Fortlage is the vice president of IT for Canada-based customs brokerage firm GHY. His company manages more than $2 billion of cross-border trade annually, works with more than 1,000 importers and exporters, and uses open source software all throughout its Canadian and US brokerage operations.
"We got started with Linux when we were faced with putting in our first LAN system," Fortlage says. That was in 1997, years before Linux's position as an operating system leader was solidified. At that time, GHY was purely an AS/400 shop. "I didn't want to get locked into proprietary standards," Fortlage says. Even without any knowledge of open source software, he knew he didn't want to go down the proprietary path. "All I saw with that was huge dollar signs. When we looked at Windows, Novell, and all the many other vendors who no longer exist, we decided to use Linux. We kind of fell into it because it made sense."
Fortlage was introduced to Linux by an associate who was originally a contractor with the company. "I asked him about the problems we were having with this very basic LAN setup." Linux was the answer. "We used everything that comes with it to do various wacky things like load-balancing dialup modems," Fortlage says.

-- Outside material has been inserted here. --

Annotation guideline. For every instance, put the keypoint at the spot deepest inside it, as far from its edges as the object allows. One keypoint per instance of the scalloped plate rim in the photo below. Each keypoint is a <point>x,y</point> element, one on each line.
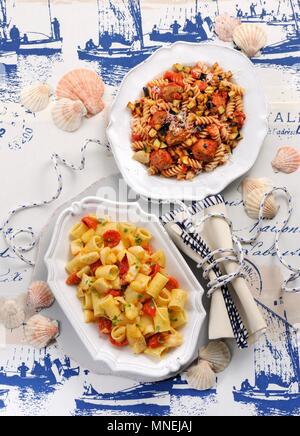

GHY has continuously increased its open source usage, and today the company does "everything" with open source software. "We do all the core stuff -- firewall, email, proxy server, DNS. And we use open source products like PHP for our development environment," Fortlage says.
So far, he hasn't been able to proffer any challenge that the open source community couldn't handle. "We continue to push the envelope in using these tools, and grow with them, and push them to new heights," he says.

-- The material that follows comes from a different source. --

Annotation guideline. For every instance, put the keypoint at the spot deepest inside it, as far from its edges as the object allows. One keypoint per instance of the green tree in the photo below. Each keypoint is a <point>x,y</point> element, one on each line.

One product that Fortlage calls "absolutely amazing" is PDFlib, a dual-licensed tool that processes PDF data on the fly. GHY's clients keep records using bar-coded forms that cost a dollar each and had to be ordered in multiples of 1,000. "The forms have static and dynamic bar codes, and the customers send them to their shippers to be filled out," Fortlage says. "The problem was that it was not cost-effective, and the costs had to be borne by GHY. We thought, what if we build the forms on the Web, use a cookie to save some information to the desktop about what was last filled out, and make a very simple Web-enabled document?" The result, says Fortlage, is that GHY was able to eliminate 90% of the annual $25,000 cost of the paperwork. And the savings don't end there. "With these open source offerings, we're in the neighborhood of savings hundreds of thousands of dollars a year," Fortlage says.
GHY may even see SUSE Linux desktops rolled out in the near future. Fortlage had begun a desktop Red Hat pilot that was halted in 2004 when the company migrated all its infrastructure from Red Hat to SUSE. "We had a prototype built and rolled out, but we rolled it back because we were changing distributions," he says. The new prototype will be a custom build of the SUSE desktop. "The box that goes out on the desk will have a very thin operating system layer only. When the user signs on, they're signing on to a virtual server on the mainframe, and it feeds them their desktop." Fortlage says they hope to have 50% of the company's 108 desktops running SUSE Linux over the next year.
All the company's IT needs are served by one IBM I-Series server that holds 17 virtual machines, 10 of which are Linux. Fortlage plans to add two more Linux VMs. A small IT staff of four, including Fortlage, is one of the benefits of this concentrated server environment. "We've been able to stay very lean," he says. "It has really allowed us to pull everything we were doing into a singular solution that has had massive impact. It has allowed us more time to focus on leveraging the operating system for more solutions."